Sure, games draw people in faster and some even become mesmerised by them, but the average person can put the controller down and walk away.
I posted this on Reddit:
I watched this last night desperately hoping some ground was placed between the BBC and sensationalism, sadly I was wrong. Hypocrisy too. At a fair few points in this program, it was suggested that people should be "having a drink" instead of indulging their "video game addictions". At one point a so-called addict basically said, do anything but play videogames. Go out and get smashed. Whatever.
Errrrr. I'm not some anti alcohol jerk but having a pop at videogames based on a few unhappy chappies (one whose mum admitted beating the crap out of him all the time - seeking escapism, who'da thunk it?), the extreme end of the spectrum, was like going to The Dead Dog and Gutter, finding the most jaundiced alcoholic in the joint at 10AM and talking to him or her about the physical and psychological merits of Mojitos. I'm half looking forward to writing this up tomorrow.
There was also the one lad who found himself addicted to World of Warcraft. When he was trying to cut down on his gaming, he eventually went back to the game and continued to play it for 6 hours per day. As he's playing the game, his tone and behaviour clearly seem anti-social - not a symptom of playing games, but what appears to be a part of his character. (Do you blank people out? No, you either pause the game or quit the thing.)

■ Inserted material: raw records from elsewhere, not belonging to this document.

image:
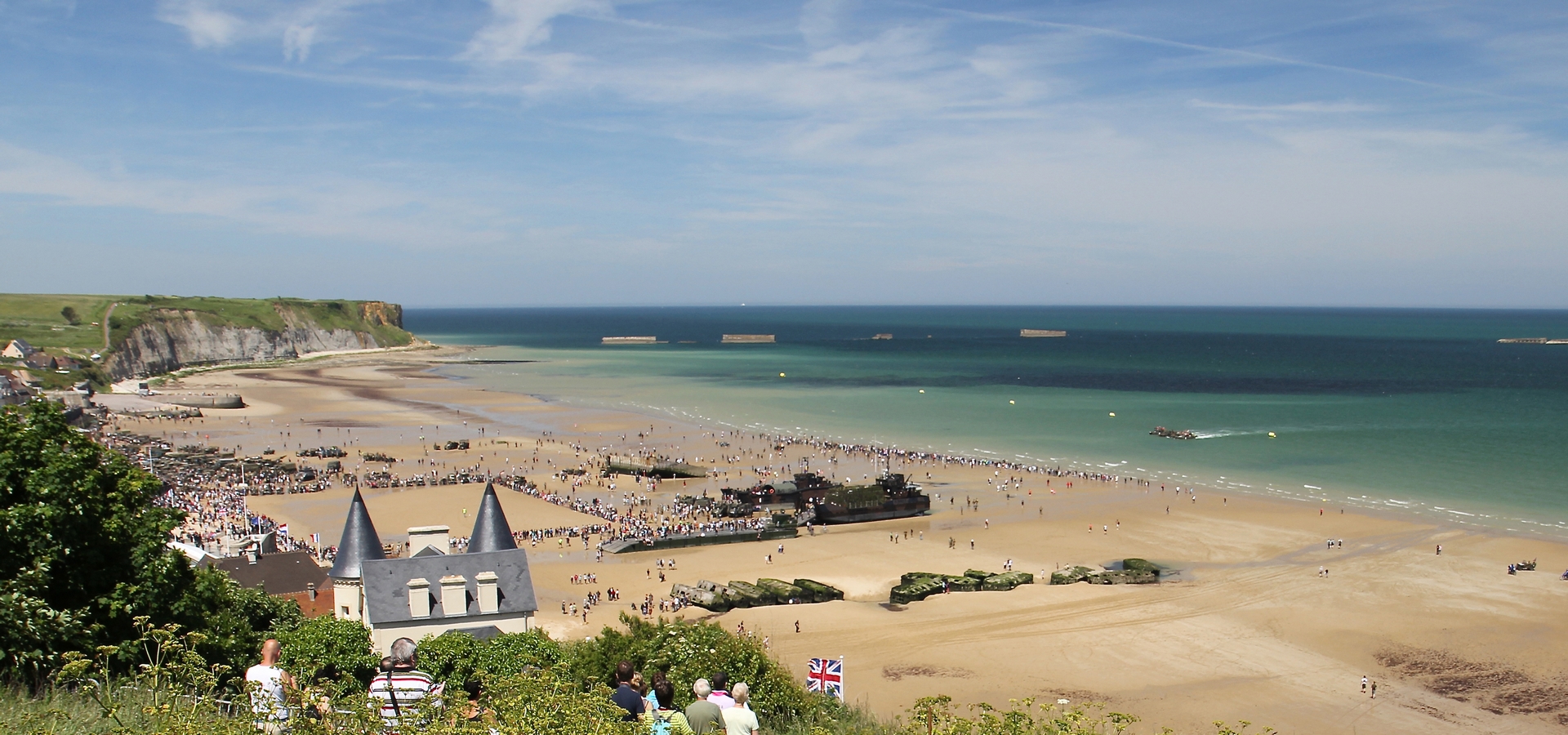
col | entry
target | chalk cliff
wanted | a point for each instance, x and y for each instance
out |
(173, 339)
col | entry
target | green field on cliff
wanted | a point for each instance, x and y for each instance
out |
(41, 318)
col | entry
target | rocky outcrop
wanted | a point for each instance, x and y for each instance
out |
(177, 339)
(380, 312)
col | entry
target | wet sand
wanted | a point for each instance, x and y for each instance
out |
(1245, 630)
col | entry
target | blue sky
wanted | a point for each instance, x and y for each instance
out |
(519, 153)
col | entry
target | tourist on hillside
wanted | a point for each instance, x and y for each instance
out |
(402, 690)
(720, 695)
(625, 696)
(662, 718)
(267, 682)
(705, 716)
(739, 719)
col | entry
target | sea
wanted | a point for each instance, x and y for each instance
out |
(1409, 411)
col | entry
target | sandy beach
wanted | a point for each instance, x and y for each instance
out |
(1247, 629)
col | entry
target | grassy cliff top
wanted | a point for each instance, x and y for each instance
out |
(42, 318)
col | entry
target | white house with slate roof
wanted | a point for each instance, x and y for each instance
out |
(483, 591)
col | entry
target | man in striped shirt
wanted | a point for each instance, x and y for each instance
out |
(403, 693)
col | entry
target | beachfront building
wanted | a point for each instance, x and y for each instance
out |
(429, 590)
(294, 576)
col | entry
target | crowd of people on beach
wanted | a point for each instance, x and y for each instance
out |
(211, 494)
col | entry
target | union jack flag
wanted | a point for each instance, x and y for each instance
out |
(826, 676)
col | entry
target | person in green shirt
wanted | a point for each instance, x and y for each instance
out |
(664, 718)
(705, 716)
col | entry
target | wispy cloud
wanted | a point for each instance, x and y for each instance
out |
(204, 22)
(521, 24)
(966, 148)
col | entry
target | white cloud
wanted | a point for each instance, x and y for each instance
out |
(1291, 107)
(207, 25)
(296, 42)
(518, 24)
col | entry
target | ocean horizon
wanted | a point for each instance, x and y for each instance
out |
(1404, 409)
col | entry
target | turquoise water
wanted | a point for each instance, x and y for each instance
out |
(1413, 409)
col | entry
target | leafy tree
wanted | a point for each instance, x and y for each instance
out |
(458, 657)
(330, 651)
(233, 621)
(78, 537)
(83, 552)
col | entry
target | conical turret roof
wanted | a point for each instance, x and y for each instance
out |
(491, 532)
(358, 544)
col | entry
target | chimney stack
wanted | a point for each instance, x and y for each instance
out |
(453, 596)
(490, 595)
(434, 537)
(419, 598)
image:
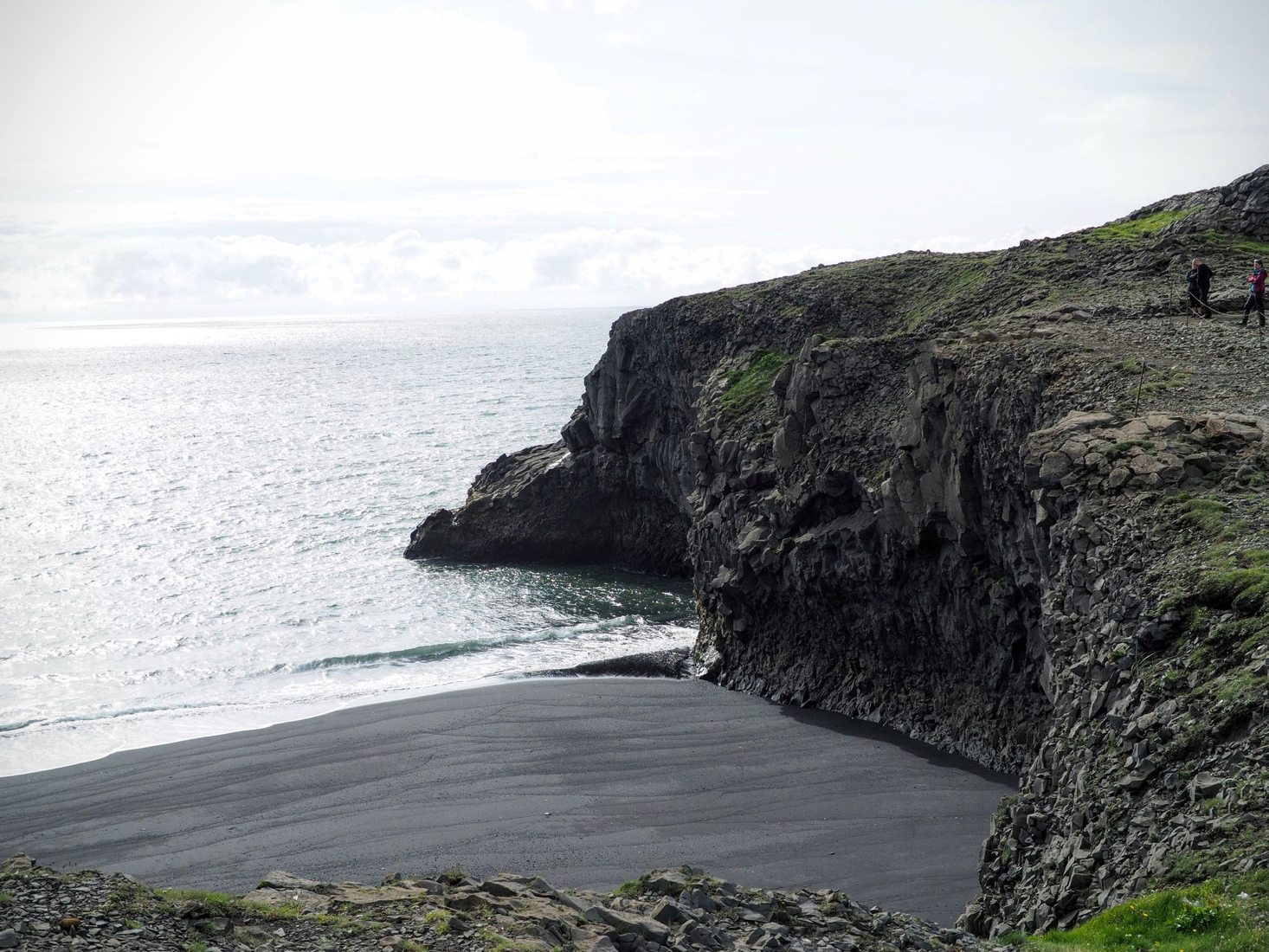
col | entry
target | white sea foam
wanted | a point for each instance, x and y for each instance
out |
(202, 522)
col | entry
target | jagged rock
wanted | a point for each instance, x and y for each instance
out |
(933, 513)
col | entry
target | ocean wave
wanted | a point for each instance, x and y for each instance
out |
(473, 646)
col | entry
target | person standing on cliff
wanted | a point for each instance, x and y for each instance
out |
(1200, 285)
(1255, 293)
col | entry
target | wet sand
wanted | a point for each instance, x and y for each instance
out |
(585, 781)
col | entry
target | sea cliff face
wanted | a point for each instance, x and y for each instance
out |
(1005, 502)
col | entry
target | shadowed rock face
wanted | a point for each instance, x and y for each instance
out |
(934, 492)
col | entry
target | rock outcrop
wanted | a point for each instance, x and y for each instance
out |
(667, 910)
(990, 499)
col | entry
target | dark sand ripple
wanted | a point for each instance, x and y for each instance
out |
(585, 781)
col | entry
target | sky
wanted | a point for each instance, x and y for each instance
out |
(182, 158)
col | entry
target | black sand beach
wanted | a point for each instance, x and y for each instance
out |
(587, 782)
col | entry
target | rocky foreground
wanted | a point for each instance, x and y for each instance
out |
(1010, 503)
(680, 910)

The truth throughout the programme is twisted by the presenters with their gloomy voice overs. It's only at the last minute aren't they beating a dead horse and say they won't stop their children playing games. However, the rest of the programme doesn't reflect that whatsoever in my belief.
I'm now awaiting where I hear people talking about how their son/daughter is addicted to games.

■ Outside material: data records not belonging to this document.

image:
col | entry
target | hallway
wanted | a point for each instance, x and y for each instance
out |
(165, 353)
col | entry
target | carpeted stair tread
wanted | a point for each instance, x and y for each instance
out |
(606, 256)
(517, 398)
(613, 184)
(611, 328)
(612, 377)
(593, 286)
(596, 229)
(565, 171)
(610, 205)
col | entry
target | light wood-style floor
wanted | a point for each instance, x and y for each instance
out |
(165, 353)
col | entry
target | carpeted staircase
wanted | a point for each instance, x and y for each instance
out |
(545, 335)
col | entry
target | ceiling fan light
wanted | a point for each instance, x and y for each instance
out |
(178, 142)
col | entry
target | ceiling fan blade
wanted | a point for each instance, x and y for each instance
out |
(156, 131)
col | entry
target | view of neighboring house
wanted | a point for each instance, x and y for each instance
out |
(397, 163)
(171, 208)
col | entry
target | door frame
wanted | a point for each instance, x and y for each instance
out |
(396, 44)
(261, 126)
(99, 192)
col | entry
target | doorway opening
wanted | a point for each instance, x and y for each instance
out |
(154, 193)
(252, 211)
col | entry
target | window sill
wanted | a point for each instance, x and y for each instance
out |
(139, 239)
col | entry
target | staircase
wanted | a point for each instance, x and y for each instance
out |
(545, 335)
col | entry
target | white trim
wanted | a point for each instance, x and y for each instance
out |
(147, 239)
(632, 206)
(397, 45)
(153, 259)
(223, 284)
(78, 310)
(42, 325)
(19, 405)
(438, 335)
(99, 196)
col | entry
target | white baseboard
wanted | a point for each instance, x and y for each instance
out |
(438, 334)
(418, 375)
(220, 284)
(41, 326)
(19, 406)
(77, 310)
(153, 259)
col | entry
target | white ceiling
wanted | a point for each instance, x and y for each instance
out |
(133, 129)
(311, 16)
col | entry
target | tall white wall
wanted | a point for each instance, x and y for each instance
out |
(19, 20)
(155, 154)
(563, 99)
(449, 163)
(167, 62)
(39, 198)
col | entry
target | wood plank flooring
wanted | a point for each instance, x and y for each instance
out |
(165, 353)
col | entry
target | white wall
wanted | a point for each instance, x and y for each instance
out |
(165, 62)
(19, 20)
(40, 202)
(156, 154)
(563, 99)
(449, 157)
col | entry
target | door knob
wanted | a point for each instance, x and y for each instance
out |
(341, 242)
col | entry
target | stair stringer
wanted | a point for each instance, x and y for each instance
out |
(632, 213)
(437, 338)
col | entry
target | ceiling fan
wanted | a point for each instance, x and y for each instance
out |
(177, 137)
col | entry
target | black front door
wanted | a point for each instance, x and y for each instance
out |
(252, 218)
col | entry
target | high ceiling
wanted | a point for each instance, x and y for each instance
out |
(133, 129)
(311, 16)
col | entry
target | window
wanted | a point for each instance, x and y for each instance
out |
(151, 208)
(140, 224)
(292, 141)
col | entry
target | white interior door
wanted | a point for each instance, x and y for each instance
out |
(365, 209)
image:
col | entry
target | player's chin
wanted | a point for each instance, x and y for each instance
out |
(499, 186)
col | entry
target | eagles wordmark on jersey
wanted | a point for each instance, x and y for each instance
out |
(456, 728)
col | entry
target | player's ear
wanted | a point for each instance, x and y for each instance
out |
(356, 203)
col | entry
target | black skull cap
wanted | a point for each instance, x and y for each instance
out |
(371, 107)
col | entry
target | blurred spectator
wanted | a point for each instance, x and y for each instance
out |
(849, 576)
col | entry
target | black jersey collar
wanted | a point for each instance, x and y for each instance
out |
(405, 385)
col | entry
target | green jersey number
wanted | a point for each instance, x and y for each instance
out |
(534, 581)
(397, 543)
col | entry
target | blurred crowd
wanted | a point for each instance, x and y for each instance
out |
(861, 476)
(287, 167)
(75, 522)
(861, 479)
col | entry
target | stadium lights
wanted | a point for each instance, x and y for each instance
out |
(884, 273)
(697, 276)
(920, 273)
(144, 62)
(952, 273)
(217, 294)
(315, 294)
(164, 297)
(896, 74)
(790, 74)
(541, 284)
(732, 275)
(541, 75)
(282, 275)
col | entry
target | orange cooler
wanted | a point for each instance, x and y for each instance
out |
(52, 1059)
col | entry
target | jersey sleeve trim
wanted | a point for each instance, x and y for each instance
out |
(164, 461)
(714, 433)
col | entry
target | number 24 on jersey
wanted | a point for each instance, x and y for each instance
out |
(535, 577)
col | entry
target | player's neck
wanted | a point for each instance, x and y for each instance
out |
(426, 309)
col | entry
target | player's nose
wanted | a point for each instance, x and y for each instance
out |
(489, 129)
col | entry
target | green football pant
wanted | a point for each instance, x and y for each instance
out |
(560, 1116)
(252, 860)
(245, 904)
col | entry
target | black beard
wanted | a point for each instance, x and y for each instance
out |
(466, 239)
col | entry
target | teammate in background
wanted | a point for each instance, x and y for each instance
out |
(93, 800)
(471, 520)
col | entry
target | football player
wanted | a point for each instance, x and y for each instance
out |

Ready for another fear fad?
The fact that there are some who will vouch their absoluteness about others, oka knowledging about others, to own others through mere knowledge without even realising the state of their own absoluteness says it all. Lunacy is always others whereas sanity is always oneself. The same goes for pessimism and optimism. Others are always the loser whereas one is always optimistic about winning the lottery - someday.
In the absence of absoluteness, pessimism’s only duty is for countering optimism or vice-versa, and nothing else. To buy time such that true progress may manifests. “Gaming” is damaging because it promotes, amongst other complications, Type 2 diabetes - stopped laughing, good - and the day this connection is confirmed, will “game makers” and their tag-alongs be taken to task whilst remembering that should one be stupid or dumb, any attempt at injecting further stupidity or dumbness, oka Fame, Fortune & Immortality, will have little effect on one’s reality. On the other hand, perhaps the injection of sheer Intelligence, oka truth through absoluteness, just might help.